(May be too tired at the moment to comment coherently, but if I go back and sleep I won't come back to this:)
On your reference to Thinking Fast and Slow, which I haven't read: One thing I have particularly thought is difficult to keep in mind or to keep in memory is a kind of picture or thought or situation that I have called "ambiguous," but where I had to customize the definition of "ambiguous" a little to do it.

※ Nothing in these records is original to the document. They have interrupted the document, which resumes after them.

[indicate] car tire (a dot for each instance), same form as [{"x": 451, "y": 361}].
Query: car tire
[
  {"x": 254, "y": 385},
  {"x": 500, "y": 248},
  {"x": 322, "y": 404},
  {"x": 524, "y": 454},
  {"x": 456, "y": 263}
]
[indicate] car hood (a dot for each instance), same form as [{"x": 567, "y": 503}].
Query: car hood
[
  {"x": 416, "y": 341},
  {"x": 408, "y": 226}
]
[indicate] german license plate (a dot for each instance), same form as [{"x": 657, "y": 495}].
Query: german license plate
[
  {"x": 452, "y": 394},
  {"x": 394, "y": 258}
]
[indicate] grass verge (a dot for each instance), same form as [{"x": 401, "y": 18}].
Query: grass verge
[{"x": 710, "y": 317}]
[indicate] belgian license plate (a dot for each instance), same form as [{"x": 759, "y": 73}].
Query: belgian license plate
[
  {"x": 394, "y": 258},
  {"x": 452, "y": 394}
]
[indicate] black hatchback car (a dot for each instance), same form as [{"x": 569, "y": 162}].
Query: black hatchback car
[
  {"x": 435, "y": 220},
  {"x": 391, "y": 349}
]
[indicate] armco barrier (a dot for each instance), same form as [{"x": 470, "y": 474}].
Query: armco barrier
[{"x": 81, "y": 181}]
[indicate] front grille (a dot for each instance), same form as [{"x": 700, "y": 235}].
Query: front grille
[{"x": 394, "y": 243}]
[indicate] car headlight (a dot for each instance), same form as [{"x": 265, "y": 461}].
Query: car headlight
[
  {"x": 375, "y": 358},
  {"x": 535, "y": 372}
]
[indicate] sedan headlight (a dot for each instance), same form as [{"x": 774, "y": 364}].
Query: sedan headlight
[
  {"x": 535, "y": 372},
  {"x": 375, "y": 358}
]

What I mean is a situation in which, for practical or fundamental or whatever reasons, it is not automatically obvious what part of the situation should be paid attention to. Complexity can do this; the fact that they involve choices of priority can do this; there can be other reasons. This is commonly the shape of subjects or controversies when we first encounter them and are investigating them. In order to retain the ambiguity, we would have to remember a whole lot, including a lot of contradictory stuff, a lot of material that we didn't immediately get the cruciality level of, etc., etc.; this is a very burdensome requirement. So, while we remember any reactions we had and things that supported them, the fact that the situation was ambiguous, and therefore that our reactions or conclusions were not entirely deterministic or firm or necessary, tends not to be something retained.

Accordingly it has been a theory of mine that ambiguous situations tend to foster or lead to very firm opinions and to polarized, strongly diametrically opposed ranges of opinions - the fact that they themselves don't indicate or justify such firmness entirely notwithstanding.